To name a few things, I have been waiting for a solution for my acne.  After waiting months with appointments and blood work, I can finally start on this medication (that is going to take some time before it actually starts to take away my blemish).  So, still waiting. 


I had been waiting and waiting for a reply from this job, whether it is a phone call asking to accept the job or a letter of rejection.  I find myself needing to refocus and trust in God's plan in my life regardless of this job status. 

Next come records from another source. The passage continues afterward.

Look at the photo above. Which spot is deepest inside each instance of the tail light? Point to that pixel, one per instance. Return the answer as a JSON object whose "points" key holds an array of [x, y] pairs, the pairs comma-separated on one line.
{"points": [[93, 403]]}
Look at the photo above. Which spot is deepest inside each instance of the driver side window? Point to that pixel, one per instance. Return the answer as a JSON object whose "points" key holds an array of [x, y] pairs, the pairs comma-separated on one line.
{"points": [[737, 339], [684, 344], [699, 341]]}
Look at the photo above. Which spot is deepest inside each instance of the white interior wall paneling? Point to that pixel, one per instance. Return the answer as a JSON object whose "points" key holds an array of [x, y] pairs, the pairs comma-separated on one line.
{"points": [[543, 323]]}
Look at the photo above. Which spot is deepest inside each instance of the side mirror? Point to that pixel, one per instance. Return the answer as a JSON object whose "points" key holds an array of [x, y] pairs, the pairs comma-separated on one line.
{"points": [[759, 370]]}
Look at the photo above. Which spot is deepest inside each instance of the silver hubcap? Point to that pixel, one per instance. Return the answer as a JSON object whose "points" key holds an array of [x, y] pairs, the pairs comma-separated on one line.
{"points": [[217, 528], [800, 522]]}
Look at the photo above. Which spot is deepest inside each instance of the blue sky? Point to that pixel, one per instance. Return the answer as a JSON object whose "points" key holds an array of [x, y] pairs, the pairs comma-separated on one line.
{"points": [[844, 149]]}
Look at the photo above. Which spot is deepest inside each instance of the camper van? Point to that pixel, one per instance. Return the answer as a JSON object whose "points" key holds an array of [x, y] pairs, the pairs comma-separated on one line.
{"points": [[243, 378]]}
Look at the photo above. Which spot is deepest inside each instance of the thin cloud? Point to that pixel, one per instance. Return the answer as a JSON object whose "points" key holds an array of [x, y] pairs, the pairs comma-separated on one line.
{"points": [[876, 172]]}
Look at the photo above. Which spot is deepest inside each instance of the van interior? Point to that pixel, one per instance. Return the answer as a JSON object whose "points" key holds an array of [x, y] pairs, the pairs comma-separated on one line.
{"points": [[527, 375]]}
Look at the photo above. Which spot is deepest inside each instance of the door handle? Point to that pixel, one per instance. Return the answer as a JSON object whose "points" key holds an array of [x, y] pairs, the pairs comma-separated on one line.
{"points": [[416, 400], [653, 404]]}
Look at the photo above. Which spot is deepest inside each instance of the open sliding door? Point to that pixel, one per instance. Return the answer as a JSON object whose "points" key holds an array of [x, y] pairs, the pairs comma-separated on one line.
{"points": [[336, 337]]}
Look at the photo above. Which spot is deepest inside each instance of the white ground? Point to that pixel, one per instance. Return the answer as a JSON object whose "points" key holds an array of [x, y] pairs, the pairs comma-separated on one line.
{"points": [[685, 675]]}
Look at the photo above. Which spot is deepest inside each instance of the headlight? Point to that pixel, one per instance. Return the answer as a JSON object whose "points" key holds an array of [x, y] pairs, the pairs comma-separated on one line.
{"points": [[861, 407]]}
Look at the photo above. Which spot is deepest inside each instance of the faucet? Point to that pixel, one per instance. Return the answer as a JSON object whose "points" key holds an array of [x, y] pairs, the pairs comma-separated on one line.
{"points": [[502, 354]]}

I am still very much waiting for my main "weakness," but it's more of a delayed promise than a weakness.  I know I am being prepared and equipped for the one God is wanting me to join with, and I know it will happen...in God's timing.  I so badly want to be a wife, and watching my sister's daughter celebrate her first birthday...I want to eventually be a mom.  There is still something in me that needs to click before I can be expected to live that part of my life...and both myself and my future husband will know when it's clicked for both of us. 

I can't help be keep reflecting back to Acts 1 where Jesus tells His disciples to wait.  I have to keep putting myself in that place.  Jesus/God is telling me to wait..and then lists all these things I need to wait for.  (and these are just reasons that I feel God is placing on my heart while the waiting is happening)

Wait with this acne, because I need you to learn more about the beauty you have inside of you rather than the beauty you are wanting on the outside.  

Wait with this job, because you need to be thinking and refreshing that part of your life as a certified professional so that you may better glorify me.  I may have use for you at your current job and it's not time to leave that yet.  

Wait with your husband, because I have plans that you need to accomplish as a single woman.  I have tests to prove to you if you are emotionally ready for it.  I have weaknesses to be made stronger so you can better serve your household that I will raise up for you.  I need to you think about now, because that's where I need you to work. 

These lyrics are from John Wallers song "While I'm Waiting"

I'm waiting
I'm waiting on You, Lord
And I am hopeful
I'm waiting on You, Lord
Though it is painful
But patiently, I will wait

I will move ahead, bold and confident
Taking every step in obedience
While I'm waiting
I will serve You
While I'm waiting
I will worship
While I'm waiting
I will not faint
I'll be running the race
Even while I wait

Dear Heavenly Father, 
I am waiting...patiently (or as patient as I can be) I will wait for these requests to be accomplished in your time.  My acne won't vanish overnight, this job may or may not happen, and my husband may be far from ready for me as I am for him.  When will I know who?  Maybe I already do...I am just waiting.  Maybe I am wrong.  I accept either answer...as long as there is an answer Father.  "A hope deferred makes the heart sick, but a longing fulfilled is a tree of life."  (Proverbs 13:12)  I pray...no...I beg for this tree of life. 
"He who guards his lips guards his life, but he who speaks rashly will come to ruin." (Proverbs 13:3)  I don't want to be rash God...teach me to be patient.  Teach me to wait.  I have no choice right now.  Teach me to be patient effectively.  In Acts 1, the disciples waited by praying constantly.  I want to be in tune with you constantly God...because I don't want to miss your answers and wait longer.  Help prepare my husband just as you are preparing me.  I want to be my husband's crown (Proverbs 12:4).  I want my husband to have full confidence in me, and trust me (Proverbs 31:11)  I want to be constantly looking up and asking for your guidance (Proverbs 31:30).   I love you Lord, and I lift my voice to worship you.  Oh my soul rejoice.  Lord prepare me to be a sanctuary, pure and holy.  I am waiting.  I am waiting on you Lord, and I am hopeful.  I am waiting on you Lord, though it is painful...but patiently I will wait.  
Please Lord, do not delay these requests any longer than needed...but help me to make this quicker in any way I can.  I trust you God, completely.  
Love you Dad.  I pray this in your Son's holy and precious name...Amen.